The DCM (Dining Chair on Metal frame) was one of four plywood chairs by the husband-and-wife design team released to the marketplace in 1946.

In time, the DCM would become a standard fixture in the Herman Miller catalogue but only after 1949 when the manufacturing know-how and licences were bought from original maker Evans Plywood Division.

These early Evans chairs in rosewood ply and solid zinc-plated steel rods are super rare and distinctive for two specific construction details, namely the metal feet and the circular ends to the ribs that connect the seat and the backrest.

To serious collectors, these are catnip. Estimated at $1500-2500, it took $28,000 (£22,400).

Under Herman Miller the DCM (still made today) has gone through a series of subtle changes that also help dating. Outwardly similar, an ash plywood chair in the sale was probably from Miller’s second or third iteration with its rubber feet and oval ends to the backrest connectors.
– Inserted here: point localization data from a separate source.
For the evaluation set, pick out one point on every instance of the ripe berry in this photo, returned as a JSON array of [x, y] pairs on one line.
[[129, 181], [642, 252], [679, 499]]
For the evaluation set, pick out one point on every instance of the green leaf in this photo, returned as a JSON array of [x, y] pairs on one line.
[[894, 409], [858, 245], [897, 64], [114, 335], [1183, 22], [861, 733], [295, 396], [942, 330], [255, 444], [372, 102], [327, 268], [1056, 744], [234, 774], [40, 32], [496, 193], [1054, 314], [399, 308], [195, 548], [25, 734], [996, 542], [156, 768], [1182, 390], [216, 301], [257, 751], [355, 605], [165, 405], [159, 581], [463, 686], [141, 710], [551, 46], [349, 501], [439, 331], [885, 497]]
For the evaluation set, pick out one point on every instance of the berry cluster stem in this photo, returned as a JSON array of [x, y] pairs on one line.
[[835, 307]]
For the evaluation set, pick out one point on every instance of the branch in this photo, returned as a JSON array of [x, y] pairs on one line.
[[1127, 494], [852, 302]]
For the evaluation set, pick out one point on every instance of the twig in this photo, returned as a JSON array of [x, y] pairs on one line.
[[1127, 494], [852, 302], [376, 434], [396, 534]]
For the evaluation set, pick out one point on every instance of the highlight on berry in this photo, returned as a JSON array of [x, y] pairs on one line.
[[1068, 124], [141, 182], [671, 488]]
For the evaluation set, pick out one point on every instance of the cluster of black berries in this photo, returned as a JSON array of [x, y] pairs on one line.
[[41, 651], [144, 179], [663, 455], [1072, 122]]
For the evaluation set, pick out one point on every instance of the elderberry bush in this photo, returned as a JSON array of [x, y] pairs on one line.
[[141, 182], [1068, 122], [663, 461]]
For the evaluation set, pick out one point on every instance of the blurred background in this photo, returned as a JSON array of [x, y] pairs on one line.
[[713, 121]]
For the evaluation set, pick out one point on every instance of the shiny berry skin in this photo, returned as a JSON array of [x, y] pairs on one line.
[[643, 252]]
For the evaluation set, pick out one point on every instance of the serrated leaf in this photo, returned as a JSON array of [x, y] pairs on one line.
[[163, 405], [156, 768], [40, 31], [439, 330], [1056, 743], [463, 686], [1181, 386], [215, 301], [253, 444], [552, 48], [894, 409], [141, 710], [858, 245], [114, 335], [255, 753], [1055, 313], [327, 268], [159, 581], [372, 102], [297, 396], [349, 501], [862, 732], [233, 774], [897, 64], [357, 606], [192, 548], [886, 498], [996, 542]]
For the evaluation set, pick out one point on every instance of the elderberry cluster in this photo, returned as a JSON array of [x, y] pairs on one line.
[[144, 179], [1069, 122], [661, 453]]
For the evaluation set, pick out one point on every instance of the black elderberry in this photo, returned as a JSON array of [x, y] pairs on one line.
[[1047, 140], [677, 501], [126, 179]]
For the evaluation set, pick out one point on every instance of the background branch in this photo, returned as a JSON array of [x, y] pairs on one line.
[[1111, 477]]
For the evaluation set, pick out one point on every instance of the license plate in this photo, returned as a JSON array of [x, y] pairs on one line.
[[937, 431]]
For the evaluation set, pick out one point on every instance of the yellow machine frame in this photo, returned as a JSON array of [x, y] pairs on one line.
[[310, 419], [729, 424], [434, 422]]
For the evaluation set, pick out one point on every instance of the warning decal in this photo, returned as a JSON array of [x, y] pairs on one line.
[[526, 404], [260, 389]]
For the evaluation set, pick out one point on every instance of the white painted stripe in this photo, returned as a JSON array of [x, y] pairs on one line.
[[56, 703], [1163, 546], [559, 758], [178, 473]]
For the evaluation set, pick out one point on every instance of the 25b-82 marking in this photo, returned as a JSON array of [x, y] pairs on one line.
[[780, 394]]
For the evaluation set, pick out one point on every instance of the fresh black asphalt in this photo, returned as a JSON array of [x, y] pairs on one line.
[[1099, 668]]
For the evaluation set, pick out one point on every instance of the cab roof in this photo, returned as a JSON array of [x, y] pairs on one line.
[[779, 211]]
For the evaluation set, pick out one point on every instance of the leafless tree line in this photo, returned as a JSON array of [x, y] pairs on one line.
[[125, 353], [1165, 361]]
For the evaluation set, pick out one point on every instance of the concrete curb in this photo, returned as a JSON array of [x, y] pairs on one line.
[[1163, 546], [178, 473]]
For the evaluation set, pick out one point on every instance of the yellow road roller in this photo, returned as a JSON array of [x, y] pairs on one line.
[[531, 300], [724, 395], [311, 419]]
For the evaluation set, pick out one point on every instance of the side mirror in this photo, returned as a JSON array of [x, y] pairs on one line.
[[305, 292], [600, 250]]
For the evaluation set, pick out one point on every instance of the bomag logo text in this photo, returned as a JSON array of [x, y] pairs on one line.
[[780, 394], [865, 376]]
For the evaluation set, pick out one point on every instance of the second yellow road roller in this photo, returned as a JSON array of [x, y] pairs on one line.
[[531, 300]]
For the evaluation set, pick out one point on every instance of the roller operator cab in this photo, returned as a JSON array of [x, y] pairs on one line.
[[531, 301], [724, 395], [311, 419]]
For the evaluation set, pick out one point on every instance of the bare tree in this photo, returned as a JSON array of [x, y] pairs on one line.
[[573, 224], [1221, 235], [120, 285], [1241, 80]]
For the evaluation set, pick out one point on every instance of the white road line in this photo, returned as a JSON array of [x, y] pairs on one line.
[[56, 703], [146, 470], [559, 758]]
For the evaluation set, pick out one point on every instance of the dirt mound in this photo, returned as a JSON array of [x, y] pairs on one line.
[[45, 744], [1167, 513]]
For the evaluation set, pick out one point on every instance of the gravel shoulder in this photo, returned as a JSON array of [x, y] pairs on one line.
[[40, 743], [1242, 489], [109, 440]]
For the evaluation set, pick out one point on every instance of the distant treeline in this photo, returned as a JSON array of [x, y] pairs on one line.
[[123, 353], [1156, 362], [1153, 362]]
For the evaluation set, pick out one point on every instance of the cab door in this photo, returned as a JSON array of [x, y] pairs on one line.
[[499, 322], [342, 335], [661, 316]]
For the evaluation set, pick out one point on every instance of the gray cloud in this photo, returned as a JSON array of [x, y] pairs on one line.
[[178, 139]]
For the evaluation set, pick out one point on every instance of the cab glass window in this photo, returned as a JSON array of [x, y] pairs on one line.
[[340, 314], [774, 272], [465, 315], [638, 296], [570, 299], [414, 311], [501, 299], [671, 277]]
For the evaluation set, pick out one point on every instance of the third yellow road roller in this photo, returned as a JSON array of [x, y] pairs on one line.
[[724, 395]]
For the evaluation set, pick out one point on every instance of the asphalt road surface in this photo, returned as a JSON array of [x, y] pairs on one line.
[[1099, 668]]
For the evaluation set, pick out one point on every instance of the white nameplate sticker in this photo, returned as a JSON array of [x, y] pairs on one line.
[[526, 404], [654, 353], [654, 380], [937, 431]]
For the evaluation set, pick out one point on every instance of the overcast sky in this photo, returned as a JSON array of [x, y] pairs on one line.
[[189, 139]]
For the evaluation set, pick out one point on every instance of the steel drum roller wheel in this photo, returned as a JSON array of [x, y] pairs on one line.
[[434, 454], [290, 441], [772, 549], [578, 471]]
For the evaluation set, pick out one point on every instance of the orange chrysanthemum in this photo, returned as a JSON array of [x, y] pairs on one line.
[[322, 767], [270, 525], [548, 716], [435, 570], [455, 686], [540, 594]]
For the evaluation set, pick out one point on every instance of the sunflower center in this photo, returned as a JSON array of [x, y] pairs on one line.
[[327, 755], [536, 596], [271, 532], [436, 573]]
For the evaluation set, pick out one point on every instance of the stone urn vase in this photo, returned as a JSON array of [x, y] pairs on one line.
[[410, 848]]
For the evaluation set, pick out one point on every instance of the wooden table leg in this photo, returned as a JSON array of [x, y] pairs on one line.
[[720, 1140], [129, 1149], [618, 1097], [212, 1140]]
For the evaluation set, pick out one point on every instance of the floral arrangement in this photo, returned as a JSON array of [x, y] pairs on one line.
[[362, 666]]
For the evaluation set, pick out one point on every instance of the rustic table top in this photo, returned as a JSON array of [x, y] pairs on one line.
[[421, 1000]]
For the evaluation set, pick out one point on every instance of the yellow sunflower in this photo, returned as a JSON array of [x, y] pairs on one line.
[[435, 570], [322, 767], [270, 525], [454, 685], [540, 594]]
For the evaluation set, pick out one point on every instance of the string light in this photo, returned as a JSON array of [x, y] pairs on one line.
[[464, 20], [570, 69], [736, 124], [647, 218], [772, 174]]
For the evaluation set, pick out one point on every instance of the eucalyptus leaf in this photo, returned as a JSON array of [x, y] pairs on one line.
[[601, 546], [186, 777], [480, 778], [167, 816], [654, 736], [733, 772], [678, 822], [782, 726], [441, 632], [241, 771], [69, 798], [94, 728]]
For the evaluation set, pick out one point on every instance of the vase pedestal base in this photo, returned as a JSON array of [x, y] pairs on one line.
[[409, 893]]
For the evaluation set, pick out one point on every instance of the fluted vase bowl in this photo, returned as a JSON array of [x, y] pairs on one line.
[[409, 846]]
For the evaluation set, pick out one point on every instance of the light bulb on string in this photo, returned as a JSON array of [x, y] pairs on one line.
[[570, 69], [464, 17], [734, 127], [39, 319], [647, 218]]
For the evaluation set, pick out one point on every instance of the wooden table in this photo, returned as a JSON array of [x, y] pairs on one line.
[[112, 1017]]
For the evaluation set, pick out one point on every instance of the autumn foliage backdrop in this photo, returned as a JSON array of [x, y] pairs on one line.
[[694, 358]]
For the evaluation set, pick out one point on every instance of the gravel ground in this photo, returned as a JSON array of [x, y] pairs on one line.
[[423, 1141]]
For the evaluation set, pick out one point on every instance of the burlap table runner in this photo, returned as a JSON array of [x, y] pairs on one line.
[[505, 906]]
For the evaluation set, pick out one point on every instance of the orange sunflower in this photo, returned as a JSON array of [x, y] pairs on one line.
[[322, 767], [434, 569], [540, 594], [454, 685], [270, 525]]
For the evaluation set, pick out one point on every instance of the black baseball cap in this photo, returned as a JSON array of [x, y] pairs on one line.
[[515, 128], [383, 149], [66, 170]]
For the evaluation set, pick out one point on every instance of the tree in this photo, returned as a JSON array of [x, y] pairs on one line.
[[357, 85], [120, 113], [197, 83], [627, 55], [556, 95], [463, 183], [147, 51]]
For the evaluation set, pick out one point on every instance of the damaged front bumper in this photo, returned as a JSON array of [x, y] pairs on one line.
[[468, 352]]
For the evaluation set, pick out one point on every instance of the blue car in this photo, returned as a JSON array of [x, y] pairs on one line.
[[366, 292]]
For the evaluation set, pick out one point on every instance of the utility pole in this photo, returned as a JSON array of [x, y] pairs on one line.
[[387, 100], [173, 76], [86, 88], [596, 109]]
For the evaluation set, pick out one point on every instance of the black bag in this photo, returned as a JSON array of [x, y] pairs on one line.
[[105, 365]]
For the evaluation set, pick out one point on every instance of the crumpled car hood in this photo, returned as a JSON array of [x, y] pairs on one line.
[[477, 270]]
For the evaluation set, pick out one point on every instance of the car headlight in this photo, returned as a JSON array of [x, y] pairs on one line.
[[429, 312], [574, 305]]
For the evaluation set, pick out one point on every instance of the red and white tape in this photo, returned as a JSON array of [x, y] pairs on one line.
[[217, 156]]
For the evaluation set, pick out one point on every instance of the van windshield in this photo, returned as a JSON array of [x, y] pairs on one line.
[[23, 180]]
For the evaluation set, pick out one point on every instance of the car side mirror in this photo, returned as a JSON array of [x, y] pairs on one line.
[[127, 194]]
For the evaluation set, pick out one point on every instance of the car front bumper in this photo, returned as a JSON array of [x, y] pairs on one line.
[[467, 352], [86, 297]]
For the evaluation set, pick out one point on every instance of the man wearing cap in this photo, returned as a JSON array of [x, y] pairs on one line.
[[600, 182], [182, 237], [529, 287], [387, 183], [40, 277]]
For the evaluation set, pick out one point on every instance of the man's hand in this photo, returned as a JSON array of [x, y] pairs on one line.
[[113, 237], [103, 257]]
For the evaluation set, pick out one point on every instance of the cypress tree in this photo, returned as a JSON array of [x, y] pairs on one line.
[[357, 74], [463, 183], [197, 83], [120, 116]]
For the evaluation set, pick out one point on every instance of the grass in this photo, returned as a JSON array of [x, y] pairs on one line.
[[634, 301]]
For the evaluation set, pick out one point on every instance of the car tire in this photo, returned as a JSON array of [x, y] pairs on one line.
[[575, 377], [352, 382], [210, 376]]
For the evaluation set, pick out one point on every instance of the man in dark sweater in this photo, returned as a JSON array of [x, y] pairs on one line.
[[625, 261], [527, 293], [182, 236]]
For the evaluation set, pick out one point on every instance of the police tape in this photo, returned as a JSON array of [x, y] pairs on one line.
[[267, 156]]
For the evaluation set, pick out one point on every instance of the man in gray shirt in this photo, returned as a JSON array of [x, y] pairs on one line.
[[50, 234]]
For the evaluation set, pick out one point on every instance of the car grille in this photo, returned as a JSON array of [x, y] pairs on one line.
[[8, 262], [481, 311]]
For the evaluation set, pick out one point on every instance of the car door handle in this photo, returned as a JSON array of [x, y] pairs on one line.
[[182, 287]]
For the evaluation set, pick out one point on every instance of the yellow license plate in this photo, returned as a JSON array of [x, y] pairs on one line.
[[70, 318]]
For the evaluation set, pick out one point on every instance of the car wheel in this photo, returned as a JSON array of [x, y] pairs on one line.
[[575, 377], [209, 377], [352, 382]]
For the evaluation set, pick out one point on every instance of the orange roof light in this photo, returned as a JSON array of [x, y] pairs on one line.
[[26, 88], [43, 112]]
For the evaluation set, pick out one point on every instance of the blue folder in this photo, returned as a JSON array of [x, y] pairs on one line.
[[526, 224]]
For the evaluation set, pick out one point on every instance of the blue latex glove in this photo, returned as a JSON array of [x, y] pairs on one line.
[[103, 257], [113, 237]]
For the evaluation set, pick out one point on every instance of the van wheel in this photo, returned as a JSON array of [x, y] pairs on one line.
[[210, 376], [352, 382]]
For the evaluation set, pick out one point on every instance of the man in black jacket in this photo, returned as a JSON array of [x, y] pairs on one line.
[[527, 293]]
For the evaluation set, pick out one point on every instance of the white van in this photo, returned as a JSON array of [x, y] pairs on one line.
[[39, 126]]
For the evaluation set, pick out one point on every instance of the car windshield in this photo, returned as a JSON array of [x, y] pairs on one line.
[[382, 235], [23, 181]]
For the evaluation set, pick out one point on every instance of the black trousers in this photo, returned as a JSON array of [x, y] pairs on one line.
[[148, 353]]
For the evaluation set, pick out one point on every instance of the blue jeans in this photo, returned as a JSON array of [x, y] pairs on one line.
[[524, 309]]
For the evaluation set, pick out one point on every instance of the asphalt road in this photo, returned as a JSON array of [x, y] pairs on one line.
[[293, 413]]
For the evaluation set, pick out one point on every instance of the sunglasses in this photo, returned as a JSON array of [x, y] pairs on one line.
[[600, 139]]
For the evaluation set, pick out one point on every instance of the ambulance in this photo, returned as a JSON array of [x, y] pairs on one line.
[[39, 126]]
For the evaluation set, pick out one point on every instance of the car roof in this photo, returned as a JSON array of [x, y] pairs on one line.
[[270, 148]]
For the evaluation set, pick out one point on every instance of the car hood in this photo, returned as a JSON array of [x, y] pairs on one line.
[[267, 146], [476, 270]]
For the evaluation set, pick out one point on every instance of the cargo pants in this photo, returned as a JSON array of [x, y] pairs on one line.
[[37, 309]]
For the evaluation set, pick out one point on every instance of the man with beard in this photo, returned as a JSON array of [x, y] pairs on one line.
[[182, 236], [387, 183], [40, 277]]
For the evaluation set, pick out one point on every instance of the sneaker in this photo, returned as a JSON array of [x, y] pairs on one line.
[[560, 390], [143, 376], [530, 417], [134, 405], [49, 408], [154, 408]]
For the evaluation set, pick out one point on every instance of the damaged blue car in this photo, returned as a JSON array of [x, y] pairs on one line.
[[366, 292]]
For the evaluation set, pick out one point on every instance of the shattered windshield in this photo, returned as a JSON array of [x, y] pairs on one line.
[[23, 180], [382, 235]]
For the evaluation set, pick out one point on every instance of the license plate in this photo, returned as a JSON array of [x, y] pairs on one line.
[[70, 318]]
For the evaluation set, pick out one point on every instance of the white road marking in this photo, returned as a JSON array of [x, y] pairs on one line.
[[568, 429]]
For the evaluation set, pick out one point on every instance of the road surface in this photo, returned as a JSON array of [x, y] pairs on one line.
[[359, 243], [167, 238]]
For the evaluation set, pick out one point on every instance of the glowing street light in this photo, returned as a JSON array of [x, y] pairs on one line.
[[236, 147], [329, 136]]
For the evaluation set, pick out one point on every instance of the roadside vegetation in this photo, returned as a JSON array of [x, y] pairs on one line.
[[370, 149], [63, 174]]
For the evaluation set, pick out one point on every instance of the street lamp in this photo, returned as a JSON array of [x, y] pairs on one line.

Made a decade later than the Evans chair, it was guided at $1000- 1500 but took a modest $350 (£280).

Double entry

The LAMA sale also included the return to auction of a chair created by Charles Eames and Eero Saarinen for the Museum of Modern Art’s Organic Design in Home Furnishings contest in 1940.

It was the event that announced the arrival of both designers with their joint entries winning in both the chair design and the living room categories.

Not only did the winners have their work exhibited in New York from September 4-November 9, 1941, but they were also awarded contracts for manufacture and distribution.

As indicated by a manufacturer’s label to the underside, the Eames and Saarinen chair was made by the Gardner, Massachusetts, firm Heywood-Wakefield with the complex Honduran mahogany shell created by the Haskelite Corporation using an iron mould.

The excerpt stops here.